Plan contre l’homophobie : les jeunes en errance laissés sur le carreau

L’association le Refuge exprime sa déception au lendemain de l’annonce par Mme la Ministre Najat Vallaud-Belkacem de son Plan contre l’Homophobie et la Transphobie. En effet, une des principales mesures recommandées par l’association de lutte contre l’homophobie ne figure pas dans les propositions gouvernementales : le plan ne prévoit rien pour l’hébergement de stabilisation des jeunes en errance en raison de leur orientation sexuelle ou identité de genre. « Nous avons contribué à six groupes de travail et participé à près de 18 réunions déclare Nicolas Noguier, président du Refuge. Un investissement humain et financier qui devait déboucher sur des mesures concrètes pour les jeunes homosexuels et transsexuels que nous accompagnons. Au final, notre revendication la plus urgente n’a pas obtenu de réponse ! »

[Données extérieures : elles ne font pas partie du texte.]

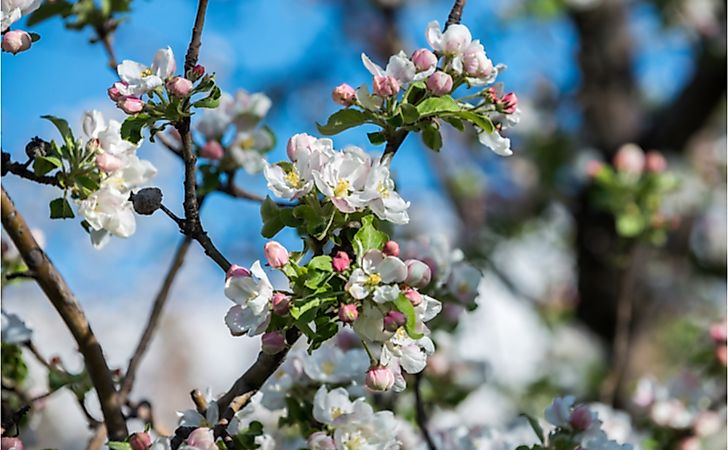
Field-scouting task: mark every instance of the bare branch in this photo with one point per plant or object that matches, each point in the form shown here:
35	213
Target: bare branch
58	292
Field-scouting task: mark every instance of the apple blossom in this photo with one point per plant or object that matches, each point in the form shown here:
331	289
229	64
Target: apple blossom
341	261
379	379
16	41
276	254
179	86
344	95
273	342
439	83
212	150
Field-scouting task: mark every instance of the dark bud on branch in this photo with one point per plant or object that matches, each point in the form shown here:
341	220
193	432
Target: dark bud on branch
146	201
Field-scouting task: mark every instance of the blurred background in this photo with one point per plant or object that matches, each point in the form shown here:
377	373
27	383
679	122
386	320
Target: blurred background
591	75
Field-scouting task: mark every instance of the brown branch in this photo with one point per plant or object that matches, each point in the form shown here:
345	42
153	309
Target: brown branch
153	320
58	292
456	13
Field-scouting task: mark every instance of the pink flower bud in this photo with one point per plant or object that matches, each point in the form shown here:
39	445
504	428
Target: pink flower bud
130	105
424	59
379	379
341	261
348	313
11	443
106	162
393	320
280	303
385	85
344	94
413	296
630	159
509	102
140	441
273	342
439	83
418	273
391	248
212	150
276	254
655	162
321	441
581	418
300	142
237	271
179	86
16	41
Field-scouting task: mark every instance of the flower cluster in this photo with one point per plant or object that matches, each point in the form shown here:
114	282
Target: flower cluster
238	116
427	79
351	179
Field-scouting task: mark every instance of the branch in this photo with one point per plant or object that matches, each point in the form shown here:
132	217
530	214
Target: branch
153	321
58	292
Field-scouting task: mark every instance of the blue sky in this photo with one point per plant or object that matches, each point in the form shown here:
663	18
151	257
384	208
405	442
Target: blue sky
260	45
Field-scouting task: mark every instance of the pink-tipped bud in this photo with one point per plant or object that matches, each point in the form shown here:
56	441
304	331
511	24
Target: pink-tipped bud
273	342
179	86
391	248
509	103
299	143
341	261
439	83
348	313
655	162
393	320
413	296
16	41
281	303
344	95
418	273
106	162
379	379
276	254
581	418
385	85
130	105
140	441
630	159
424	59
212	150
237	271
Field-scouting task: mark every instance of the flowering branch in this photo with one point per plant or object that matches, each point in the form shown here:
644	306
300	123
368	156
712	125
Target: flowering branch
58	292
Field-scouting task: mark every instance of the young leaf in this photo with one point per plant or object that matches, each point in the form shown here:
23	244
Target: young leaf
342	120
60	209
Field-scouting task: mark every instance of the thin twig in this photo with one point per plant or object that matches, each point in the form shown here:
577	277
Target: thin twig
153	320
421	414
60	295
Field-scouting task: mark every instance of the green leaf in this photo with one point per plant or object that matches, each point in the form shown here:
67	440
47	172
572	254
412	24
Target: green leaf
431	137
61	209
343	120
368	237
404	306
437	105
63	128
131	129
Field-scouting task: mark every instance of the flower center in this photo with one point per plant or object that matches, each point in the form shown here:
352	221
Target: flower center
342	188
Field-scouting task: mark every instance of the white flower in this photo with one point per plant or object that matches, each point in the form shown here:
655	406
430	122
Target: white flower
252	295
108	211
383	200
343	178
139	79
14	330
13	10
376	269
452	43
499	144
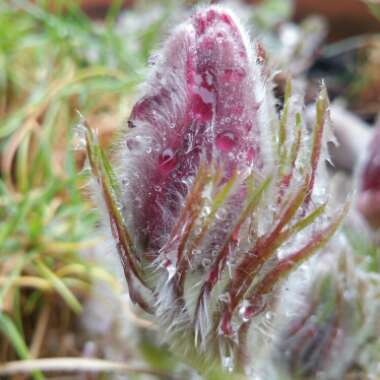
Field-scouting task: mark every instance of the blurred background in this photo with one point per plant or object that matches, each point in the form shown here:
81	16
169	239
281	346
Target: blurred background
61	291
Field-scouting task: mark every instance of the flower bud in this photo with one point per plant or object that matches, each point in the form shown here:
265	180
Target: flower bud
215	198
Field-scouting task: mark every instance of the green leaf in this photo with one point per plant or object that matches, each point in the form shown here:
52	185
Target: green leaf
59	286
9	329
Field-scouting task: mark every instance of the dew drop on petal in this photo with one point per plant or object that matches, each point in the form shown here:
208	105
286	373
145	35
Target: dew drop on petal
167	160
225	141
170	268
228	363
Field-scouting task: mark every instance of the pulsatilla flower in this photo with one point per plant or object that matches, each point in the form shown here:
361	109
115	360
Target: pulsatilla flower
214	198
369	183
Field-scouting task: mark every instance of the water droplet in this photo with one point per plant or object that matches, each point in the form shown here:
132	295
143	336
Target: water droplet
131	124
170	267
228	363
225	141
206	262
268	315
225	298
80	135
244	311
167	160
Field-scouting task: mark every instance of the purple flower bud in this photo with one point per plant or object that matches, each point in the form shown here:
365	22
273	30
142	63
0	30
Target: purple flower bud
199	102
211	188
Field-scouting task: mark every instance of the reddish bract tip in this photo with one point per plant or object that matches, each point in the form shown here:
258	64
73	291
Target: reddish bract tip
369	195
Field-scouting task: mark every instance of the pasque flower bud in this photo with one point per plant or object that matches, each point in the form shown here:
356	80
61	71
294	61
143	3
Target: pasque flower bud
215	198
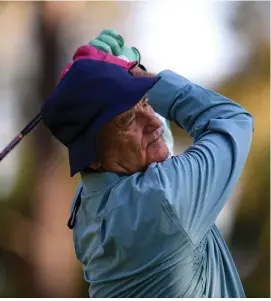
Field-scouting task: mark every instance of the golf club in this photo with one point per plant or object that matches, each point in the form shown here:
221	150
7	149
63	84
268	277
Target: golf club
20	136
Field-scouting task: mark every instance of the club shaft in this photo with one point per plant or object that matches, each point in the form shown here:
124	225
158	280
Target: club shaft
20	136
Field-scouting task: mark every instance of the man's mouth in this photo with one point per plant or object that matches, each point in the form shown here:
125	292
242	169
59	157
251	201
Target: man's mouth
158	136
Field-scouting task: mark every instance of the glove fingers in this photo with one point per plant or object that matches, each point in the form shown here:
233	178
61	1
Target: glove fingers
136	51
111	42
114	35
101	45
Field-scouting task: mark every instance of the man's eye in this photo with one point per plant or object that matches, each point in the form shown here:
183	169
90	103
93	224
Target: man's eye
145	103
131	121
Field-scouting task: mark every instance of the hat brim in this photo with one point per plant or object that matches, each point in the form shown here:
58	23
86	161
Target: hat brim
83	150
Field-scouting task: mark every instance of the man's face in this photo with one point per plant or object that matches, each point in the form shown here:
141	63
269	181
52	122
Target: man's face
132	140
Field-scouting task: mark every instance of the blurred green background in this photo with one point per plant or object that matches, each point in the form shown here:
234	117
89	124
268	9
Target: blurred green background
224	46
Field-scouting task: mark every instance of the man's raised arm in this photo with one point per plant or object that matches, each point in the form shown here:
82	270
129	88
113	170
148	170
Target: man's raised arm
198	182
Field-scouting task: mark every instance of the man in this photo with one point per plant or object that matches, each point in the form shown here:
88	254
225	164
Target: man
143	222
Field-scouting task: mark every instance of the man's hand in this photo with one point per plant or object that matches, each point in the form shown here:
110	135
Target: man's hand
136	71
111	42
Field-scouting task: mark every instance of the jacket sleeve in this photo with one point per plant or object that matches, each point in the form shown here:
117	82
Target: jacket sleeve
197	183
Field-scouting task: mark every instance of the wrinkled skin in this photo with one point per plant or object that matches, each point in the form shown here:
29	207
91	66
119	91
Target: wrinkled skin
132	140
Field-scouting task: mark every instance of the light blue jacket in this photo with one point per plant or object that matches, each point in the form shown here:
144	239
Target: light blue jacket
153	234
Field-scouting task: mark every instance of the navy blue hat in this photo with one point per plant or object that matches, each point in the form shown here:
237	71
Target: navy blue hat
90	94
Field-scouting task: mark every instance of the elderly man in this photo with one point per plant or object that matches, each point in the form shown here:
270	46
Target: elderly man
143	221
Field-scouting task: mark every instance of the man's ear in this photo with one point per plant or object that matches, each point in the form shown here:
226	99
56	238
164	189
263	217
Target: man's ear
95	165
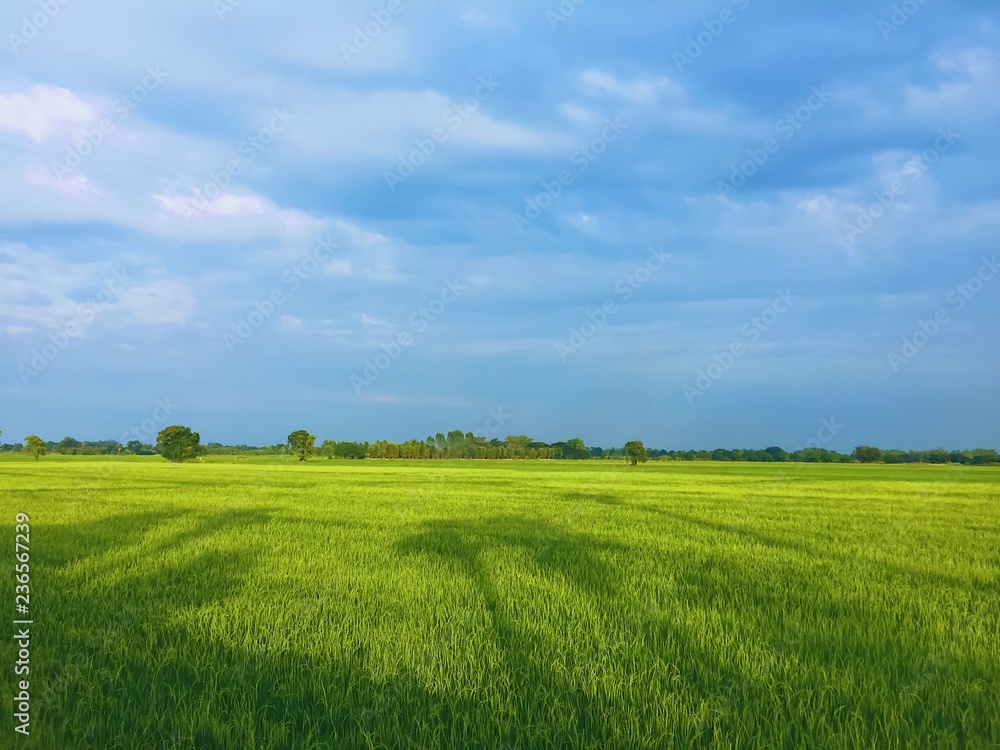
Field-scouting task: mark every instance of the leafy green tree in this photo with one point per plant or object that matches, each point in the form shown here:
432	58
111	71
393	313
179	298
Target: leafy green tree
777	453
178	443
866	454
518	445
35	446
575	449
635	452
302	444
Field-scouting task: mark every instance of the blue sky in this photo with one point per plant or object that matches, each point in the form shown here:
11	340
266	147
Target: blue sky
699	225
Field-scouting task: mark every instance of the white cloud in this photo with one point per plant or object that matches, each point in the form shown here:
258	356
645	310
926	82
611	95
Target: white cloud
39	289
167	301
639	90
72	185
43	112
972	90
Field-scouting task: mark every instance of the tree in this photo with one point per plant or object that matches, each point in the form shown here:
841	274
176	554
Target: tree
866	454
777	453
35	446
178	443
635	452
68	446
302	444
575	449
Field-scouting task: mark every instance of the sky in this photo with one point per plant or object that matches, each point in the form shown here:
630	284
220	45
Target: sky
699	225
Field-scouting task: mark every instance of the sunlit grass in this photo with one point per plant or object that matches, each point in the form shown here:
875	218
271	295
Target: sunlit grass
475	604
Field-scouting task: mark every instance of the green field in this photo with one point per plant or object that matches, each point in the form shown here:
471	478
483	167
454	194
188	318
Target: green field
497	604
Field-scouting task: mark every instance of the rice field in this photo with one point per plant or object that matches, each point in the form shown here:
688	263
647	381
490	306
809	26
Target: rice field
506	605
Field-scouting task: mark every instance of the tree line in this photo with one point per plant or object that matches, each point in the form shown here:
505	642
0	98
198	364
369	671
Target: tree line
180	443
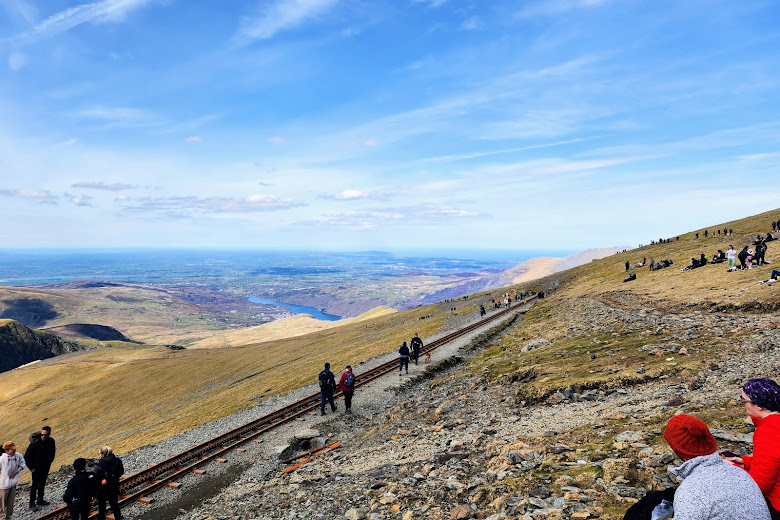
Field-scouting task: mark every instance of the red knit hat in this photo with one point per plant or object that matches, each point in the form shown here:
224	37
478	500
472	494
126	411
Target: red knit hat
689	437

De façon générale, les dirigeants du Refuge estiment que le gouvernement n’est pas dans l’action mais dans l’annonce. Les associations auraient-elles été consultées pour rien, ou simplement pour calmer leurs ardeurs ? « Nous resterons vigilants et monterons au créneau chaque fois que nécessaire, car trop de jeunes sont actuellement en souffrance et ne sauraient se contenter d’un rappel des principes, avertit Nicolas Noguier. L’abandon familial, le délaissement social se traduit aujourd’hui au niveau gouvernemental par une politique les laissant encore sur le carreau. Le Refuge lutte chaque jour avec de faibles moyens, pour pallier cette carence et ne cessera pas son combat ! »

Les dirigeants du Refuge saluent toutefois le lancement par M. le Ministre de l’Education Nationale d’une mission « relative à la lutte contre l’homophobie qui portera sur la prévention du suicide des jeunes LGBT ». Quelques avancées devraient aussi avoir lieu en matière de formation des travailleurs sociaux d’une part, de prévention et d’information en milieu scolaire d’autre part (avec la simplification de l’agrément).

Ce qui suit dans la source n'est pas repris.